The other values are reserved for OS- and processor-specific semantics.
Following is a table containing the possible symbol types:
| Name | Value |
|---|---|
STT_NOTYPE | 0 |
STT_OBJECT | 1 |
STT_FUNC | 2 |
STT_SECTION | 3 |
STT_FILE | 4 |
STT_COMMON | 5 |
STT_TLS | 6 |
STT_LOOS | 10 |
STT_HIOS | 12 |
STT_LOPROC | 13 |
STT_HIPROC | 15 |
STT_NOTYPE defines a symbol with an undefined type.
STT_OBJECT represents a symbol that is associated with data such as a variable, an array, etc.

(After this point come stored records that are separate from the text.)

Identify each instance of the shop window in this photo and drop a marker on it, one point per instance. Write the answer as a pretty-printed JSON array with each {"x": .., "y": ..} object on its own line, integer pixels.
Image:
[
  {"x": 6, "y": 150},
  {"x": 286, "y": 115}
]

STT_FUNC is a symbol associated with a function.
STT_SECTION is a symbol associated with a section. Such entries are typically used for relocation and are of the STB_LOCAL binding.
STT_FILE symbols contain the names of source files associated with object files. Such symbols are local, have a section index of SHN_ABS and precede any other local symbols in the file.
STT_COMMON describes an uninitialised common block.
STT_TLS is a thread-local storage entity. It stores an offset to the symbol and not its address. Such symbols may only be referenced by thread-local storage relocations.
A symbol's type and binding are encoded into and decoded from the st_info field by means of the following macros:
/* How to extract and insert information held in the st_info field. */
#define ELF32_ST_BIND(val) (((unsigned char) (val)) >> 4)
#define ELF32_ST_TYPE(val) ((val) & 0xf)
#define ELF32_ST_INFO(bind, type) (((bind) << 4) + ((type) & 0xf))
/* Both Elf32_Sym and Elf64_Sym use the same one-byte st_info field. */
#define ELF64_ST_BIND(val) ELF32_ST_BIND (val)
#define ELF64_ST_TYPE(val) ELF32_ST_TYPE (val)
#define ELF64_ST_INFO(bind, type) ELF32_ST_INFO ((bind), (type))
Symbol Visibility
The visibility of a symbol specifies how the symbol should be accessed once it has become a part of and executable or shared object, notwithstanding that it may be specified in a relocatable file. In essence, a symbol's visibility tells the linker how that symbol will be used in the end file. Following is a table with the possible visibility values.
| Name | Value |
|---|---|
STV_DEFAULT | 0 |
STV_INTERNAL | 1 |
STV_HIDDEN | 2 |
STV_PROTECTED | 3 |
STV_DEFAULT symbols have a visibility equivalent to the one defined by their binding.
STV_PROTECTED symbols are visible to other files in the linking process (components), but are not preemptable. This means that references to such symbols from within the defining component must be resolved to the definition in that component. Local symbols cannot be protected.
STV_HIDDEN symbols have names which are invisible to external components and may be used for specifying the external interface of a given component. Hidden symbols in relocatable files must be transformed into local symbols by the linker.
STV_INTERNAL symbols have a platform-dependent meaning. Ultimately, however, the linker should be able to treat them as hidden symbols.